Yes, I know. I didn't even need my physics degree for that. In our toy scenario of brick-falling-through-tissue, the net acceleration always has the same sign as the velocity. That's what Redwood, myself, and others have been telling you.

That image shows three cases: a uniform acceleration down a slope, a change of direction around a curve (with additional downward acceleration from the gravitational force), and a deceleration purely due to friction force. But an object does not necessarily slow down when the acceleration changes. It doesn't in the brick-through-tissue case, since the acceleration never becomes negative.

Yes, I said that. The brick experiences a small negative force from the tissue, which is much smaller in magnitude than the gravitational force acting on the brick.

The small negative force imparted by the tissue reduces the net positive force acting on the brick, which means that the acceleration changes "only for an instant". During that very short "instant", the velocity continues to increase, just not quite as fast as before the brick hits the tissue. That does not mean it slows down.

What is correct is to say that at a given time after the impact, the [ETA: magnitude of the] velocity of the brick will be very slightly less than what it would have been if no tissue had been there.

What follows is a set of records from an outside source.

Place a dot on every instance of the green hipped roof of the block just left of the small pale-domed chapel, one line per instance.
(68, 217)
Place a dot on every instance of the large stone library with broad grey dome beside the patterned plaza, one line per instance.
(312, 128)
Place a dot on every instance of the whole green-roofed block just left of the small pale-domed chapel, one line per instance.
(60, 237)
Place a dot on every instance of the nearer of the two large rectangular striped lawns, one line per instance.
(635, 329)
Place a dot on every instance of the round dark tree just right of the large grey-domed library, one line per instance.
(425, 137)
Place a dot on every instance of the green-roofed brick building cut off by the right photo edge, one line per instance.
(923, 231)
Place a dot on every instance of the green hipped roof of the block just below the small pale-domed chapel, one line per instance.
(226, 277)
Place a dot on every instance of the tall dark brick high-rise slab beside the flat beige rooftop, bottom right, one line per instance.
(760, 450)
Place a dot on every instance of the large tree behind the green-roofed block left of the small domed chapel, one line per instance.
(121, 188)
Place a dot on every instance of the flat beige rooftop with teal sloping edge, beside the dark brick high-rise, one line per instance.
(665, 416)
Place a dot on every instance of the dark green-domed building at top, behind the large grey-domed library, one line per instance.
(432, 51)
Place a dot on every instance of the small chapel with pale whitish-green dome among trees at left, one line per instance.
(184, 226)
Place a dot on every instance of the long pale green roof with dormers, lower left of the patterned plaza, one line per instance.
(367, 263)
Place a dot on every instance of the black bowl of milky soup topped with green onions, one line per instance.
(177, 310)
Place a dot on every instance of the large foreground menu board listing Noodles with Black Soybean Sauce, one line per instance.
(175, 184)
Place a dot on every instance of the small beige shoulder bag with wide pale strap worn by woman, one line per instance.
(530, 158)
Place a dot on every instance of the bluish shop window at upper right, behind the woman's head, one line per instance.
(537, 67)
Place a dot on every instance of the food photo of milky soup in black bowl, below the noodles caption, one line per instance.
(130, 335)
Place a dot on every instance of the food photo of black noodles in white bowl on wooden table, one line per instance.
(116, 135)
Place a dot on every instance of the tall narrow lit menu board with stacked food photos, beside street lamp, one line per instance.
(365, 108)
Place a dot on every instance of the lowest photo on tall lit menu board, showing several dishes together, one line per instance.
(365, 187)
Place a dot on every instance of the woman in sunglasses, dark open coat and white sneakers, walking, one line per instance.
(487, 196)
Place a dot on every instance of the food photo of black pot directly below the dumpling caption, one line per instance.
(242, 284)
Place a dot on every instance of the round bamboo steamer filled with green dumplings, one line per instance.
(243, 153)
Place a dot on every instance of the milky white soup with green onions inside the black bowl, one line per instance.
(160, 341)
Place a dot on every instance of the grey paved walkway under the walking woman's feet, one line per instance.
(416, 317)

I understand this perfectly. I told you that. The brick is accelerating before the impact. The brick is accelerating during the impact. The brick is accelerating after the impact.

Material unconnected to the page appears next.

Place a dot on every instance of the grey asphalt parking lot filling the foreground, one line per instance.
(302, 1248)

You seem to think, as far as I can tell, that the brick somehow decelerates (loses forward speed) during the impact. Remember how, last time I asked you how you validated your application of "basic physics" to complex collapse problems, that I assumed for the sake of argument that you had verified your "basic knowledge" first?

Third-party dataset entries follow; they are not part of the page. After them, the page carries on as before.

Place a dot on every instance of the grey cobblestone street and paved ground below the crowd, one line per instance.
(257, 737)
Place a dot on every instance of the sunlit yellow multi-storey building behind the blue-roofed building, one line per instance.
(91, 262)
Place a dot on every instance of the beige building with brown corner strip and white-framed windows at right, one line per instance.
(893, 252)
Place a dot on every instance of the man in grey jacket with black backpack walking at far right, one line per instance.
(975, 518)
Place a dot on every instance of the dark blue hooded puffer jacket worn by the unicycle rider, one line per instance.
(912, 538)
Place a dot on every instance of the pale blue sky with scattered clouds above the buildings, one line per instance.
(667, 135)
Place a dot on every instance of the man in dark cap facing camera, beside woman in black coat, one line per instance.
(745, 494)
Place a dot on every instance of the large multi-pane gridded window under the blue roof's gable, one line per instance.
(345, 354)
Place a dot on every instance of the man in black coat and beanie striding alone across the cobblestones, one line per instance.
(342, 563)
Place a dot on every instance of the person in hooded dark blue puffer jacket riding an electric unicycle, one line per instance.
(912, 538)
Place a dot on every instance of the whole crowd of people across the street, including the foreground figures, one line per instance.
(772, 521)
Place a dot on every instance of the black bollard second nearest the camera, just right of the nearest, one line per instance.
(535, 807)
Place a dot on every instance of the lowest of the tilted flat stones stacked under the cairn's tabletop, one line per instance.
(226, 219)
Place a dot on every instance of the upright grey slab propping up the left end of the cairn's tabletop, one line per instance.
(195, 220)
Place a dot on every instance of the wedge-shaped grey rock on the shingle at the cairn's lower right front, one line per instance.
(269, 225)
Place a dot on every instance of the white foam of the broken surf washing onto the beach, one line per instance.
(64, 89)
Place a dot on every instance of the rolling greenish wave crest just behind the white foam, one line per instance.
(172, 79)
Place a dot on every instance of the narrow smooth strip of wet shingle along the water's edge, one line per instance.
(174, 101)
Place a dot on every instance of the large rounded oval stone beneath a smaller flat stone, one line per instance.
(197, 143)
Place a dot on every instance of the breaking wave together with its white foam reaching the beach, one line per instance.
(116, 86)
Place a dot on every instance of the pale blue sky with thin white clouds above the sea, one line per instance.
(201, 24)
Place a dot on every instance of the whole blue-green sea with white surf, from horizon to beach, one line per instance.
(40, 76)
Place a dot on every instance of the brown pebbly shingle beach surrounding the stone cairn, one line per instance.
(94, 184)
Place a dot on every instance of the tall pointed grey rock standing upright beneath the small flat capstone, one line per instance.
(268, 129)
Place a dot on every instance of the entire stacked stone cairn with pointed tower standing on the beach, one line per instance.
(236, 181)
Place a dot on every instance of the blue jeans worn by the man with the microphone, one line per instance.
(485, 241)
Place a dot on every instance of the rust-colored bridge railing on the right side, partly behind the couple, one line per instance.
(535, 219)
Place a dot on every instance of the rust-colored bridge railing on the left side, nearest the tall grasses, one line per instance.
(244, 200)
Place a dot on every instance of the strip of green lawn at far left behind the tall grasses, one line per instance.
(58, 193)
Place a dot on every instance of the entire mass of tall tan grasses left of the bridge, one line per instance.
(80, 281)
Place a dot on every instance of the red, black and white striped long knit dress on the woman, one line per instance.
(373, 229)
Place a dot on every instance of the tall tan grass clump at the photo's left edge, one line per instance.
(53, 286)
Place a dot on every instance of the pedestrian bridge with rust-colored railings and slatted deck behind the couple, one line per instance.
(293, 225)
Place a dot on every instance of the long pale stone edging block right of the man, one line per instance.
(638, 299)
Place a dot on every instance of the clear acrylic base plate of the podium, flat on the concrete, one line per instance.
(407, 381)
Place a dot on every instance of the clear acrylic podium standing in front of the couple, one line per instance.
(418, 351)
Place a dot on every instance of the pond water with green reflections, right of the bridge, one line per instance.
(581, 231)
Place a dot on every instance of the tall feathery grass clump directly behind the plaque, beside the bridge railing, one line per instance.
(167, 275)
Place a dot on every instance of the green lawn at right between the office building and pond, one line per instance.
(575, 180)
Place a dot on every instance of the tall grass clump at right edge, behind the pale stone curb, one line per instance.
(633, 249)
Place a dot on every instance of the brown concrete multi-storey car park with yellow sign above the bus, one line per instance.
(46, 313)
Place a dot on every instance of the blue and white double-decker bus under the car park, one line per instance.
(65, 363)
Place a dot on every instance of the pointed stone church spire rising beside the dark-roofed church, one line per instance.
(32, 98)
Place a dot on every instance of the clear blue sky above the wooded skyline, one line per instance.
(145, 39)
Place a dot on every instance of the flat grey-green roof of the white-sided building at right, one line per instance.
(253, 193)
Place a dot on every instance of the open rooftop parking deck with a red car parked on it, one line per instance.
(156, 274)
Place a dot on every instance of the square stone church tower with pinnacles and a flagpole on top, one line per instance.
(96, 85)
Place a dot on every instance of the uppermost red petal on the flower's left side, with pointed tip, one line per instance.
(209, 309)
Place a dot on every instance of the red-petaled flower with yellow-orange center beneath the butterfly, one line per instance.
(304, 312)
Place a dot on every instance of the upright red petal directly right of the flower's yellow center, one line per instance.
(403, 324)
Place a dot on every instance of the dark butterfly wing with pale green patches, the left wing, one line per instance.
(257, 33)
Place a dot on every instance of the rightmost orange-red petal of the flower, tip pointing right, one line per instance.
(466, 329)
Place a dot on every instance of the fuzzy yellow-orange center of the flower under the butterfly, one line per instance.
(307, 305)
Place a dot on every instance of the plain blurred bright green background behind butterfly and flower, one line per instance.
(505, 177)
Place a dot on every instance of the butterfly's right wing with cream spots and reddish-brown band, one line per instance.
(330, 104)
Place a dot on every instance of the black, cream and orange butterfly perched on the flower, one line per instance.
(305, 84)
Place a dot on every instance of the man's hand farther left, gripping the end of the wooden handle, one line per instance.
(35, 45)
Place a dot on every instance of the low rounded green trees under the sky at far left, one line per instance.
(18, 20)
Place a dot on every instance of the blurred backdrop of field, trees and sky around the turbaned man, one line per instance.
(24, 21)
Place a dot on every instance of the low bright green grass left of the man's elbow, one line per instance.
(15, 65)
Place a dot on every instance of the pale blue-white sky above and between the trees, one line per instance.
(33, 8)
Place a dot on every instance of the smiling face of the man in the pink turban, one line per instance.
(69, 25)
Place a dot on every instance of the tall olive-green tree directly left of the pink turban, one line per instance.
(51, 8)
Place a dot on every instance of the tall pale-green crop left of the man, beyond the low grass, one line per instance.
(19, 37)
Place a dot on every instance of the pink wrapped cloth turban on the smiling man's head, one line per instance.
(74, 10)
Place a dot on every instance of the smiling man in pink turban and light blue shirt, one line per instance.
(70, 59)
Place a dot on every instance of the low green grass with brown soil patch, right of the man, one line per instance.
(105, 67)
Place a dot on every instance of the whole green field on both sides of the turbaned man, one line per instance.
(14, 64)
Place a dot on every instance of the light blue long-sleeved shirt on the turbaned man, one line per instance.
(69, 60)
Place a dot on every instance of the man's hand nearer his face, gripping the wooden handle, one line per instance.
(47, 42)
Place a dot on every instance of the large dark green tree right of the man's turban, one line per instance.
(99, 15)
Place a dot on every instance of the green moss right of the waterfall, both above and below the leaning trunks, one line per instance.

It appears you did not do that. If you think that the brick actually decelerates in our toy scenario, you literally do not understand mechanics at the 8th-grade level.
Very nice.

I learned this level of physics when I was 17 years old. You got it in grade 8! No wonder I was bored a lot in school.

The only thing I would add is that of scaling. Adjusting any one parameter changes the scale. As I said, bring the distance between tissues down to close to zero, and use a whole ream of papers (500 sheets), and the brick will not make it past first impact.

So, two experiments,
1) papers separated by a distance through which the brick can accelerate enough between them to pass through subsequent papers and the brick passes through all of them,
2) papers at near zero separation. Simply a different scale of the same experiment. Brick stops at first impact.

These are lower and an upper case (increasing separation beyond that in 1 will in no way change the outcome) and implies that by altering the one parameter, separation, one could design it so that the brick gets stopped by any number between 1 & 499 impacts.

According to Cole's (and subsequently, FF's) interpretation of Newton, this is not possible. Experiment demonstrates it is possible, ,,, , experiment disproves the hypothesis.